Warriors’ Draymond Green Rips Knicks After Wembanyama Shove

Draymond Green of the Warriors
Getty
On Thursday, April 16, one day before the Golden State Warriors' game against Phoenix, some concerning news about Draymond Green surfaced.

Game 3 of the NBA Finals at Madison Square Garden was physical from the opening tip. The San Antonio Spurs came to New York with an edge that was not present in the first two games, and the results showed. San Antonio won 115-111, cutting the Knicks’ series lead to 2-1.

The basketball was quickly overshadowed by one moment in the first quarter. Victor Wembanyama shoved Jalen Brunson to the floor during a Knicks possession, drawing fury from Brunson and the Madison Square Garden crowd. The referees did not call a foul. The NBA reviewed the play afterward and chose not to upgrade it to flagrant, a decision that kept Wembanyama from being one foul away from a one-game suspension.

Draymond Green was watching all of it. And he had plenty to say.

Green’s Take on the Knicks’ Response

Speaking on The Kevin O’Connor Show, Green did not focus on the officiating or the league’s review. His attention was on the Knicks and what he felt was a failure to respond in the moment.

“He pushed him down and none of the guys on the Knicks team did anything,” Green said. “Don’t not for one second think that didn’t matter. That mattered.”

Green was asked what he would have done if Wembanyama had done the same thing to Stephen Curry. His answer was immediate. He would have been thrown out of the game right there. That was not a hypothetical. That was a statement about what teammate loyalty looks like on the biggest stage.

For Green, the lack of response was not just a missed moment. It was something Wembanyama and the Spurs would have filed away.

What Brunson Said

Jalen Brunson #11 of the New York Knicks works.

GettyVictor Wembanyama (C) has cleared the NBA’s punishment decision after his shove of Jalen Brunson (L).

Brunson himself was characteristically unbothered when asked about the shove after the game. Rather than escalating the narrative, he kept his response brief and deliberate.
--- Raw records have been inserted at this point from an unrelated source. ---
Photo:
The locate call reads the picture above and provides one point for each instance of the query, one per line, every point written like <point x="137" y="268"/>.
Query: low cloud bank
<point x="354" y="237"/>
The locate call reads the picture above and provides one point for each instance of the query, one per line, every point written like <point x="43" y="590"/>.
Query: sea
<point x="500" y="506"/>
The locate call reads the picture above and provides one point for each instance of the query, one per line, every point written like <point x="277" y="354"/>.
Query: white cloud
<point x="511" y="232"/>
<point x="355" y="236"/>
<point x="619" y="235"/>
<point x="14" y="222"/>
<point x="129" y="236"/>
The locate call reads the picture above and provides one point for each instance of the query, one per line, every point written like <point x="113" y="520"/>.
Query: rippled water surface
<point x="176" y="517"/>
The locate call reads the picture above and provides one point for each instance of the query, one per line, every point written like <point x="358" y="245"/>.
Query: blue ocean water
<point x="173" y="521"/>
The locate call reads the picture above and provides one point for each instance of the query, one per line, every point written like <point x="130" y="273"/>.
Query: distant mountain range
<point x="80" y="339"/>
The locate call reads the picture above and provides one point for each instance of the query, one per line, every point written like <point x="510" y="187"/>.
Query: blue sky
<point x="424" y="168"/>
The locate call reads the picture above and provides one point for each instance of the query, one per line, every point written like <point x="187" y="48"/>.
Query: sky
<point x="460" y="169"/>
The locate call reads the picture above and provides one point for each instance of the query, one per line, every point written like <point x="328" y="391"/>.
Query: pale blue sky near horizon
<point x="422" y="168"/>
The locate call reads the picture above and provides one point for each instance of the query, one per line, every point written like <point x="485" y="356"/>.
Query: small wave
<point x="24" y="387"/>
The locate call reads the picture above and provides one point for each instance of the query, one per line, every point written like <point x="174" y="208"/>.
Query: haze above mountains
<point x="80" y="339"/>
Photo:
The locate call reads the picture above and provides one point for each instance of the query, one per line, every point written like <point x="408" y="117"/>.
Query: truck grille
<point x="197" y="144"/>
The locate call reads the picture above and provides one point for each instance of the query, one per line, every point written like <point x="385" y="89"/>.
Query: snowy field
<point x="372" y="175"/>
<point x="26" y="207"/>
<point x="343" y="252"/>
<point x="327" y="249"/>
“Whatever you saw is what you saw,” Brunson told reporters, adding that the level of physical play from San Antonio did not affect him or his teammates.

It was a measured response from someone who does not give opponents bulletin board material. Still, whether the Knicks address the physicality differently heading into Game 4 remains to be seen.
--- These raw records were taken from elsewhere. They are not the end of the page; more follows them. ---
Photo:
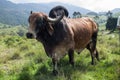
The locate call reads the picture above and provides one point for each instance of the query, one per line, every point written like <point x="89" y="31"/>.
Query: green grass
<point x="24" y="59"/>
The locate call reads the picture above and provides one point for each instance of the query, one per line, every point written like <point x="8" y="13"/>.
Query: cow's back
<point x="81" y="30"/>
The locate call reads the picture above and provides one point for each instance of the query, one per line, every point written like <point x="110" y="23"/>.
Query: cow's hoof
<point x="55" y="72"/>
<point x="92" y="63"/>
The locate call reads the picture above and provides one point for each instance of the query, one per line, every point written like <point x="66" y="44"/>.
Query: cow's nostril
<point x="29" y="35"/>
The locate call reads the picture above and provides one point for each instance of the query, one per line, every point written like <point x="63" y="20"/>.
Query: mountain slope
<point x="16" y="14"/>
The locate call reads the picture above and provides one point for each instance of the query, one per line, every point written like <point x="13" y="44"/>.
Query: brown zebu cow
<point x="61" y="35"/>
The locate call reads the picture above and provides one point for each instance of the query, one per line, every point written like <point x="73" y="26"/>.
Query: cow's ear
<point x="50" y="30"/>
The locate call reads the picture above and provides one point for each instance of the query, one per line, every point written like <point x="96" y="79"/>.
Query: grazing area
<point x="25" y="59"/>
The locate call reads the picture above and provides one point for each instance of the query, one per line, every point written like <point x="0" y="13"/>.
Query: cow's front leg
<point x="71" y="56"/>
<point x="54" y="61"/>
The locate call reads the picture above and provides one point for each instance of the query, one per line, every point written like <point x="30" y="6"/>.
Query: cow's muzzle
<point x="29" y="35"/>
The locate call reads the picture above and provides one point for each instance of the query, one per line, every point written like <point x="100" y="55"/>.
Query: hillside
<point x="25" y="59"/>
<point x="16" y="14"/>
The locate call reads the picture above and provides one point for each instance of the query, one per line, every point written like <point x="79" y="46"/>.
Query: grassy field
<point x="24" y="59"/>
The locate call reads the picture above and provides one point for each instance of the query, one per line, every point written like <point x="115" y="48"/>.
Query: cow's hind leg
<point x="55" y="71"/>
<point x="92" y="48"/>
<point x="71" y="56"/>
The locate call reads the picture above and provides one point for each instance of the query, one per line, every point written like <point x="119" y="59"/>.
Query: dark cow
<point x="111" y="23"/>
<point x="56" y="11"/>
<point x="61" y="35"/>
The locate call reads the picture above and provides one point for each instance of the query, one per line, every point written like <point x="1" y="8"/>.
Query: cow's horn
<point x="56" y="19"/>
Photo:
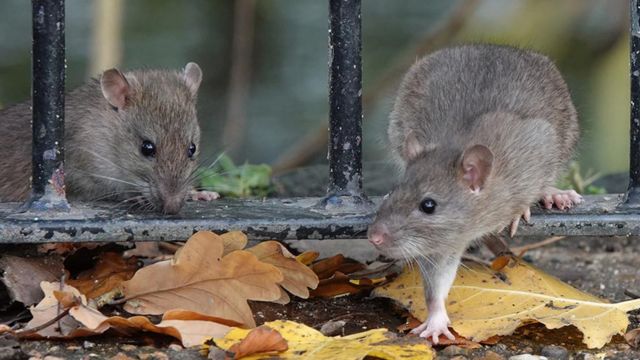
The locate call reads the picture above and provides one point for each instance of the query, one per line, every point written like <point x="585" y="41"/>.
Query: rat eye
<point x="428" y="205"/>
<point x="192" y="150"/>
<point x="148" y="148"/>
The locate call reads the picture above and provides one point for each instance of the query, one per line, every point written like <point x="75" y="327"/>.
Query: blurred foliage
<point x="230" y="180"/>
<point x="581" y="182"/>
<point x="588" y="39"/>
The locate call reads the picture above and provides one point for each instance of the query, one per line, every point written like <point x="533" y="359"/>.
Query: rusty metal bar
<point x="47" y="186"/>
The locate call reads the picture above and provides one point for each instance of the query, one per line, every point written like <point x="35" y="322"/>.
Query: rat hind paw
<point x="562" y="199"/>
<point x="434" y="327"/>
<point x="202" y="195"/>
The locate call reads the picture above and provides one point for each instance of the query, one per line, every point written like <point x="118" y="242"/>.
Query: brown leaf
<point x="297" y="277"/>
<point x="500" y="262"/>
<point x="22" y="276"/>
<point x="200" y="279"/>
<point x="633" y="337"/>
<point x="338" y="284"/>
<point x="259" y="340"/>
<point x="234" y="240"/>
<point x="308" y="257"/>
<point x="81" y="321"/>
<point x="66" y="299"/>
<point x="187" y="327"/>
<point x="110" y="272"/>
<point x="325" y="268"/>
<point x="65" y="248"/>
<point x="49" y="308"/>
<point x="146" y="249"/>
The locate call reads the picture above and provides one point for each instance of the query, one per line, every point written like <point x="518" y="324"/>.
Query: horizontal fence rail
<point x="339" y="215"/>
<point x="298" y="218"/>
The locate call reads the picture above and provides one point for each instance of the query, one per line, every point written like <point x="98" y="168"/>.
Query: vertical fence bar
<point x="345" y="102"/>
<point x="48" y="105"/>
<point x="633" y="193"/>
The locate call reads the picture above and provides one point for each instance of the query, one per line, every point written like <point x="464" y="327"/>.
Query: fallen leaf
<point x="633" y="338"/>
<point x="22" y="276"/>
<point x="500" y="262"/>
<point x="48" y="308"/>
<point x="200" y="279"/>
<point x="110" y="272"/>
<point x="81" y="321"/>
<point x="146" y="249"/>
<point x="234" y="240"/>
<point x="308" y="257"/>
<point x="259" y="340"/>
<point x="336" y="285"/>
<point x="483" y="303"/>
<point x="325" y="268"/>
<point x="308" y="343"/>
<point x="190" y="328"/>
<point x="298" y="278"/>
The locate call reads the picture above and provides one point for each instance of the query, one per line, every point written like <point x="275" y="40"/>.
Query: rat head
<point x="156" y="133"/>
<point x="432" y="211"/>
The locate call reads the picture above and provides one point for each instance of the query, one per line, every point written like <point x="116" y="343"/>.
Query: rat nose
<point x="378" y="234"/>
<point x="172" y="204"/>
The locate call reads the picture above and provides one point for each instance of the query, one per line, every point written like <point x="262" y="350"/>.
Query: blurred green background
<point x="274" y="109"/>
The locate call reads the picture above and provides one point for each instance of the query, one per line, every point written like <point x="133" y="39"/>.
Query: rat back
<point x="444" y="94"/>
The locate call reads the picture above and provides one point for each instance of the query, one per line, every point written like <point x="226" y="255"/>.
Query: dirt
<point x="606" y="267"/>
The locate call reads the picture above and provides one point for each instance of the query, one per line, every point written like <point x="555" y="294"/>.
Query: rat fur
<point x="482" y="132"/>
<point x="106" y="122"/>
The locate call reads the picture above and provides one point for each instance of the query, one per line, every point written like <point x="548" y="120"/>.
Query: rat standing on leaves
<point x="130" y="136"/>
<point x="481" y="132"/>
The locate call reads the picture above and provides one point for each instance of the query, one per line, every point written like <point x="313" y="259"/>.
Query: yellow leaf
<point x="483" y="303"/>
<point x="308" y="343"/>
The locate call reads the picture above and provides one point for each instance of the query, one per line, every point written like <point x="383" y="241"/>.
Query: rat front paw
<point x="562" y="199"/>
<point x="436" y="325"/>
<point x="197" y="195"/>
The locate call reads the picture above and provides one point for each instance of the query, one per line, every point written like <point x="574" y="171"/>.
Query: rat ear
<point x="115" y="88"/>
<point x="476" y="164"/>
<point x="412" y="147"/>
<point x="192" y="76"/>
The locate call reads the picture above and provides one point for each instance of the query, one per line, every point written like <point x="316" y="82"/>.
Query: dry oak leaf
<point x="190" y="328"/>
<point x="22" y="276"/>
<point x="307" y="343"/>
<point x="262" y="339"/>
<point x="298" y="278"/>
<point x="110" y="272"/>
<point x="483" y="303"/>
<point x="200" y="279"/>
<point x="49" y="307"/>
<point x="234" y="240"/>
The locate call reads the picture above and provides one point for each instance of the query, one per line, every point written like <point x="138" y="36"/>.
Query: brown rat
<point x="129" y="136"/>
<point x="481" y="132"/>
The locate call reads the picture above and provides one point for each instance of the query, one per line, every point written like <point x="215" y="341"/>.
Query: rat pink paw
<point x="437" y="324"/>
<point x="562" y="199"/>
<point x="197" y="195"/>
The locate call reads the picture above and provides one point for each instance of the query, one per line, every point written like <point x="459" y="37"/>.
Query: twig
<point x="521" y="250"/>
<point x="240" y="78"/>
<point x="45" y="325"/>
<point x="315" y="141"/>
<point x="631" y="294"/>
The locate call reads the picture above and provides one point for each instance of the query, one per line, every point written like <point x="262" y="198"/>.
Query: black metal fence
<point x="344" y="213"/>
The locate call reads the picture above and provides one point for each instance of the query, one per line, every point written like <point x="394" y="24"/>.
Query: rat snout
<point x="172" y="204"/>
<point x="379" y="235"/>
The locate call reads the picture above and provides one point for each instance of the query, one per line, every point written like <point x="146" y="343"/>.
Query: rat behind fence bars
<point x="481" y="132"/>
<point x="130" y="136"/>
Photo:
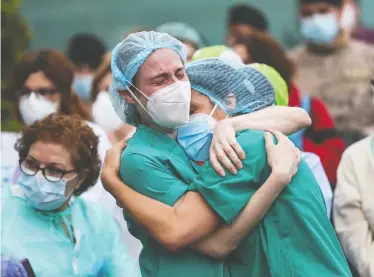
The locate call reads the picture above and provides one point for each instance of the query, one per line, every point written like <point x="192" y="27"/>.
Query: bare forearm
<point x="284" y="119"/>
<point x="223" y="241"/>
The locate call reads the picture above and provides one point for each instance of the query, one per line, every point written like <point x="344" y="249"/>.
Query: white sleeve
<point x="315" y="165"/>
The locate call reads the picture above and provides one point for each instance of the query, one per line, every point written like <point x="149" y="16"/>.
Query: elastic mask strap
<point x="212" y="112"/>
<point x="135" y="88"/>
<point x="137" y="100"/>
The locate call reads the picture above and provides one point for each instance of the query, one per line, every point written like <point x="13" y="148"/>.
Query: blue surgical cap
<point x="181" y="31"/>
<point x="127" y="57"/>
<point x="236" y="90"/>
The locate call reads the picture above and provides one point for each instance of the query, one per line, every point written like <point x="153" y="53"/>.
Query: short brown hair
<point x="103" y="69"/>
<point x="58" y="69"/>
<point x="71" y="132"/>
<point x="262" y="48"/>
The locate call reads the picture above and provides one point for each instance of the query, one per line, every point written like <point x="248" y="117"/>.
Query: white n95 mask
<point x="169" y="107"/>
<point x="103" y="113"/>
<point x="42" y="194"/>
<point x="34" y="107"/>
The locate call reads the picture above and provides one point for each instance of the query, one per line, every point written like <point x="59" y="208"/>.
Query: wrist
<point x="235" y="124"/>
<point x="279" y="179"/>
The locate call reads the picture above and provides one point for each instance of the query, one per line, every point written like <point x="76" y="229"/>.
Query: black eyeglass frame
<point x="63" y="172"/>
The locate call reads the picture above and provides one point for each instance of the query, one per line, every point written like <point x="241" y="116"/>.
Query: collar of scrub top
<point x="159" y="139"/>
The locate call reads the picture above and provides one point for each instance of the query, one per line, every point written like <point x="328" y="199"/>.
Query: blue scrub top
<point x="93" y="248"/>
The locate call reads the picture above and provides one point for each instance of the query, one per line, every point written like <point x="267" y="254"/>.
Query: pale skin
<point x="126" y="130"/>
<point x="191" y="219"/>
<point x="175" y="227"/>
<point x="57" y="156"/>
<point x="38" y="81"/>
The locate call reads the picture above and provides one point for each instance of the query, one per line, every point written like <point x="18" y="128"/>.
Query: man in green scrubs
<point x="154" y="164"/>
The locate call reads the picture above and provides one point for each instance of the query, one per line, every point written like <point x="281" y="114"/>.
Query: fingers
<point x="278" y="135"/>
<point x="216" y="165"/>
<point x="121" y="144"/>
<point x="238" y="149"/>
<point x="268" y="140"/>
<point x="230" y="152"/>
<point x="223" y="159"/>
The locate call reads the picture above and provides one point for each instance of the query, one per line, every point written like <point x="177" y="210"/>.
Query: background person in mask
<point x="244" y="19"/>
<point x="333" y="66"/>
<point x="185" y="33"/>
<point x="86" y="52"/>
<point x="351" y="22"/>
<point x="321" y="137"/>
<point x="42" y="83"/>
<point x="151" y="90"/>
<point x="354" y="206"/>
<point x="104" y="115"/>
<point x="102" y="110"/>
<point x="44" y="218"/>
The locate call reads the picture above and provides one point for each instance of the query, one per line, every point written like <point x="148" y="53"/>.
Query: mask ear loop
<point x="214" y="109"/>
<point x="137" y="99"/>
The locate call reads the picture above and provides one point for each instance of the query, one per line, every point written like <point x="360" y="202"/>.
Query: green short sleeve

Green’s Praise for Brunson

However, Green’s commentary on the Finals has not been entirely critical of the Knicks. On ESPN’s Inside the NBA, he made a genuine observation about Brunson’s standing in New York that spoke to something bigger than basketball.

Specifically, Green pointed out that the number of Brunson jerseys he sees at Madison Square Garden rivals what he has witnessed for Curry and LeBron James in their respective cities. Brunson arrived as a free agent in 2022 and rebuilt the franchise from the ground up. That kind of connection with a fanbase does not happen by accident.

Meanwhile, Brunson has averaged 26.9 points and 6.2 assists per game through 17 playoff appearances this postseason. He drives everything the Knicks do, and Green clearly sees it.

Final Word for the Warriors

Draymond Green has played in six NBA Finals. He knows what moments matter. His point about the Knicks’ response came from experience, not noise.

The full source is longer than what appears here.